Баба Маня ещё нежнее улыбается и закрывает глаза.

— Дура, ты, Манька, - резюмирует баба Лида. – И живёшь, как дура, и помрёшь, как дура. И печку тебе некому будет растопить, и водички некому подать…

— Лид, чего ты разошлась-то, я не пойму, - вступается бабка Зоя. – Сама, вон, расселась, чаи гоняешь, пироги трескаешь, и сама же ругаешься. И во-от сидит, цепляется, а чего цепляется – и сама не знает… Мань, а пироги у тебя хороши, ничего не скажешь. Как ты со всем одна управляешься – мне прям чудно даже. Никто ж ведь не помогает.

— Помогает, - не открывая глаз, отвечает баба Маня.
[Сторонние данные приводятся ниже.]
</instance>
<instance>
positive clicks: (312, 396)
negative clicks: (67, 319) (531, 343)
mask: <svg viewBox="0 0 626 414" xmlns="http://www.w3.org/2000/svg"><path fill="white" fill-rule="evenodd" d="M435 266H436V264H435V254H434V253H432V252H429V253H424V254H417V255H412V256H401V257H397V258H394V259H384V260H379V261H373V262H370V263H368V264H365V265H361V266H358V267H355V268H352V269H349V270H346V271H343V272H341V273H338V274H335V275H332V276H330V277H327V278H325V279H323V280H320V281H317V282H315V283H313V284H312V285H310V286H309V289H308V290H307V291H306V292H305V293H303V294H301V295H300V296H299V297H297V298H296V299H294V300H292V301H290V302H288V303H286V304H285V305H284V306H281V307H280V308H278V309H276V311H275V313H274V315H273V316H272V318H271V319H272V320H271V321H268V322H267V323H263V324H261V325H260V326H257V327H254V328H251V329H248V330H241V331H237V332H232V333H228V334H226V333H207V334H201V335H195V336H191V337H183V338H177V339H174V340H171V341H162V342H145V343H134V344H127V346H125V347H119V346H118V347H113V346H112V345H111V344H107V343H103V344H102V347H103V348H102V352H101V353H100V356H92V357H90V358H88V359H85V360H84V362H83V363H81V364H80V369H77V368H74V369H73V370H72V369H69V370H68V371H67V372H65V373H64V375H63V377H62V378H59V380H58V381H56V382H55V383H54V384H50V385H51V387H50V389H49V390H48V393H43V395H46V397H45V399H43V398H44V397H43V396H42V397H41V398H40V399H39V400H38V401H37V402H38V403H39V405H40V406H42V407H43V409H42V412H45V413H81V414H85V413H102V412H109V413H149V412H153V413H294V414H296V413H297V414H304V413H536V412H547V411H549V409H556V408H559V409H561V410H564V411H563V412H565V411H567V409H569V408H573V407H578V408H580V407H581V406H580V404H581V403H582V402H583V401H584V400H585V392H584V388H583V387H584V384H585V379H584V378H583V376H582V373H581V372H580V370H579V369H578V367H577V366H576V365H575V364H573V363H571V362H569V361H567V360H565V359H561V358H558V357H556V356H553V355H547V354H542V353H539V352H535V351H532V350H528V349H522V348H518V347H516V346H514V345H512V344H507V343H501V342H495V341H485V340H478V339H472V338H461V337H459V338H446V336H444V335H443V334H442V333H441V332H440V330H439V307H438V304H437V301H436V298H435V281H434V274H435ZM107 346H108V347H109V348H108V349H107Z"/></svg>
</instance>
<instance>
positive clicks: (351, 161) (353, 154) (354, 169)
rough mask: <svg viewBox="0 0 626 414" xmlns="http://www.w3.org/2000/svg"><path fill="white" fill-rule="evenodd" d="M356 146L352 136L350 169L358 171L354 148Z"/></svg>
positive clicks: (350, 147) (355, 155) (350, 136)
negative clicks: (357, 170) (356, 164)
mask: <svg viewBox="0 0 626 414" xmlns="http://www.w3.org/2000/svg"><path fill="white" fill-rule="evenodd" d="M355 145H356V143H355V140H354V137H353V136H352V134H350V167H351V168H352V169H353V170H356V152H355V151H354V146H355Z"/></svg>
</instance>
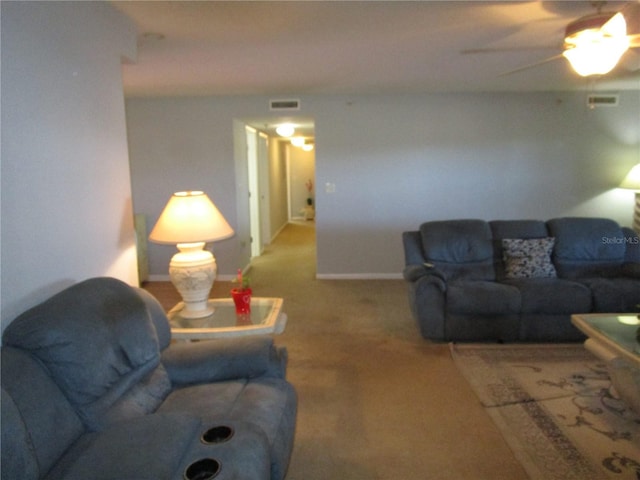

— Кто это тебе помогает? Маринка, что ли? Да ей самой кто бы помог – вон, вторую неделю не просыхает.. козы орут, недоеные…

— Не Маринка, - улыбается баба Маня.

— А кто ж?

— Та этот, - улыбается баба Маня.

— Кто - "этот"? - с инквизиторским прищуром уточняет баба Зоя.

— Та почём я знаю, кто. Этот, - улыбается баба Маня.

— Ты не знаешь, а я знаю! - взвивается баба Зоя. - Бесов развела у себя и радуется! "Этот"!

— Ну, поехали, - вздыхает баба Лида и, махнув рукой, суёт в чашку баранку.

— Та какой же это бес? - улыбается баба Маня.

— Какой? А вот такой! Сама не знаешь, что ли? Анчутка!

— И ладно. Пускай Анчутка, - улыбается баба Маня.

— Лидух, слыхала? Я говорю – Анчутка, а она – пускай!

— Да слыхала уж сто раз, - отмахивается баба Лида.- Сейчас опять начнут про ерунду. У людей кризис, а у них – Анчутка. Надоели, спасу нет.

А я смотрю наверх, на чердак, и жду, не спустится ли оттуда Траволта с крыльями до пят и в трусах. Чтобы взять банку пива из холодильника и уйти обратно. Правда, у бабы Мани нет пива, и холодильника тоже нет. Молоко она держит в погребе, а сливочное масло – в банках с колодезной водой. В сенях у неё всегда стоят огромные вёдра, до верху наполненные этой самой водой. А сама она при этом, со своими артритными скрюченными руками, еле-еле поднимает полупустую крынку – не то что ведро.